For the reasons assigned the judgment appealed from is amended by reducing the amount of the award in favor of plaintiff, Sidney Yarberry, to the principal sum of $423, and the award in favor of plaintiff, Minnie Yarberry, to the principal sum of $3,000, and, as amended, the judgment appealed from is affirmed at appellant’s cost.
Rehearing
On Rehearing
When this case was originally before us we had under review a jury verdict in favor of Minnie Yarberry for $3,750 and a judgment in favor of the husband of Minnie Yarberry, Sidney Yarberry, in the sum of $723. The decree of this court reduced these awards to $3,000 and $423. This rehearing, although granted without restriction, was for the primary purpose of re-examining the correctness of our allowance to Sidney Yarberry for medical expenses.
It is our appreciation of the record the injury to Minnie Yarberry was confined to her right arm and shoulder and, as pointed out in the original opinion, was a pressure or pinching type of injury characterized by multiple contusions and abrasions which re
The attending physician testified the patient suffered severe pain. Minnie Yar-berry received professional attention from Dr. Bernard M. Kalstone from October IS, 1956 until the time of trial on April 6, 1959, some two and one-half years following the accident. Difficulty in determining the medical expenses for which defendant should be held liable arises from the fact that simultaneous and continued treatment of the patient was being administered for causes unrelated to the trauma. The original opinion correctly held the bursitis suffered by Minnie Yarberry in her right shoulder had a causal relationship to the accident and the medical expenses incurred by reason thereof were properly assesssed. We are also of the opinion our original decree properly found the high blood pressure for which Dr. Kalstone had been treating the patient for some two years prior to the accidental injury was not affected by the trauma, and consequently medical expenses incurred thereby are not the liability of the defendant.
The defendant should be held responsible for medical expense in the sum $147 covering treatment by Dr. Kalstone from October 15, 1956, through November 23, 1956; and in addition thereto for 18 visits for physiotherapy at $4 per visit, or $72; and also the $10 charge for shoulder X-ray should be included, making the total medical expenses for which defendant should be held, the sum of $229. Our award made in the original decree, therefore, in favor of Sidney Yarberry in the sum of $423 is accordingly reduced to $229.

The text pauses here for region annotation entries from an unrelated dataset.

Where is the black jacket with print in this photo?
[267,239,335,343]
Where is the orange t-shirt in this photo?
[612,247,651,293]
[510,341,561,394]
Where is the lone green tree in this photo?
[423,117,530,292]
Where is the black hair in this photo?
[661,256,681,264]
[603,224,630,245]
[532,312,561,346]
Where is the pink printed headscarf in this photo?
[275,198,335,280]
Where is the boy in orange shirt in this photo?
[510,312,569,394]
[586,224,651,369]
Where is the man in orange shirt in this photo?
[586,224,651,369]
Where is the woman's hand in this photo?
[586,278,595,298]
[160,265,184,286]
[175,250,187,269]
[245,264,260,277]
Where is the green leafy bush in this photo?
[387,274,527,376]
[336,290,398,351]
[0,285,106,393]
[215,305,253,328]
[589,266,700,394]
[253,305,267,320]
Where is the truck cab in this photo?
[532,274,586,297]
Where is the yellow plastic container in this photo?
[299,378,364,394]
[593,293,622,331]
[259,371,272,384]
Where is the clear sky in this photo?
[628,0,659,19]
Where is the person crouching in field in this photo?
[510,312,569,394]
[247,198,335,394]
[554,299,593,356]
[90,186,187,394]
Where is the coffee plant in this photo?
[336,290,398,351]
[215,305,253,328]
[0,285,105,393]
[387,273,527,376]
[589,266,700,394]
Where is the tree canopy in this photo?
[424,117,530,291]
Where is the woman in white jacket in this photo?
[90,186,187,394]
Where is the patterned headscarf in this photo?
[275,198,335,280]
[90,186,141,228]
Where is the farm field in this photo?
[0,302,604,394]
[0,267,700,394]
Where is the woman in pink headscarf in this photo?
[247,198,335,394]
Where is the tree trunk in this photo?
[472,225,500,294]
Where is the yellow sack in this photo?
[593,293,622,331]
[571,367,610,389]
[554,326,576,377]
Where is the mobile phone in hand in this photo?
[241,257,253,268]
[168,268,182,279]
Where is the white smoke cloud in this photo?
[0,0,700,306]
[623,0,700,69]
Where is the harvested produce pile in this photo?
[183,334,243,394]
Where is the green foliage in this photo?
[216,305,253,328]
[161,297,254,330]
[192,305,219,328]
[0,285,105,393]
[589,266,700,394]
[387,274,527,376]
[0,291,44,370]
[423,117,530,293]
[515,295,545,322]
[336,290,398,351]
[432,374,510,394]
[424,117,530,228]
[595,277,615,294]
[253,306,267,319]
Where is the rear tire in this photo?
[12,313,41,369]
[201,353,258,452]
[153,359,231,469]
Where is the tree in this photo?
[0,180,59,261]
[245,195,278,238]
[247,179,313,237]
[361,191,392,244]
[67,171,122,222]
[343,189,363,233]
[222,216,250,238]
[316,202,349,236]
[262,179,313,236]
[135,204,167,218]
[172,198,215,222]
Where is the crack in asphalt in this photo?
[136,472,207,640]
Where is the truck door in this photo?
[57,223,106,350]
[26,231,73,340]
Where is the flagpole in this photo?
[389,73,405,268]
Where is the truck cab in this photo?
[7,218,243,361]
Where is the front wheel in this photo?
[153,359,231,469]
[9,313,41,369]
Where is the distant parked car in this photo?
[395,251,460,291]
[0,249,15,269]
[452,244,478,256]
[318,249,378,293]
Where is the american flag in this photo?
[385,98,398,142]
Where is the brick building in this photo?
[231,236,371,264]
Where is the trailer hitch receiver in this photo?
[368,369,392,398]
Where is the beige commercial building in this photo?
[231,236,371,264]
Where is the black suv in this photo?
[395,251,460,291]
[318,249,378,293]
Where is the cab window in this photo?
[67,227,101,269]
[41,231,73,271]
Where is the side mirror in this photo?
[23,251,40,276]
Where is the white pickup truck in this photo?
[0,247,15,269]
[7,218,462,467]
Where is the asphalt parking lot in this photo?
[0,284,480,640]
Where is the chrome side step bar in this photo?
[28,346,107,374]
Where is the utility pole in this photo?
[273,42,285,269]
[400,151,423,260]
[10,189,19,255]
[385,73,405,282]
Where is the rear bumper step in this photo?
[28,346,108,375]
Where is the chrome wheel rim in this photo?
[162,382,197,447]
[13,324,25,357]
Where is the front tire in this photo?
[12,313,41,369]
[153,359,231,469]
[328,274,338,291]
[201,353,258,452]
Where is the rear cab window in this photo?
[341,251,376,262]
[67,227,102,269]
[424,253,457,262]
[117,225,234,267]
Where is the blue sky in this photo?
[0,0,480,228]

Counsel for appellant asserts with commendable vigor that the award in favor of Mrs. Yarberry for $3,000 exceeds the amount claimed by plaintiff in her petition filed approximately a year after the accident, said amount being $2,500 for pain and suffering from the date of the accident to that time. Plaintiff’s petition, however, includes a claim for future pain and suffering for an additional sum of $2,500 and other items which clearly embrace pain and suffering by reason of the injury to the date of trial, which was had on April 6, 1959. The award of $3,000, therefore, did not go beyond the pleadings.
Our original judgment had the effect of reducing the jury verdict in favor of Minnie Yarberry by the sum of $750 and in view of the testimony of plaintiff she was still suffering from pain as a result of her injury in the accident at the date of trial,' and which evidence was supported by credible lay testimony, we find our original award in favor of Minnie Yarberry was not excessive.
For the reasons hereinabove set forth, the award in favor of Sidney Yarberry in the sum of $423 is amended to read $229.
Our original decree, as thus amended, is reinstated and made the judgment of this court.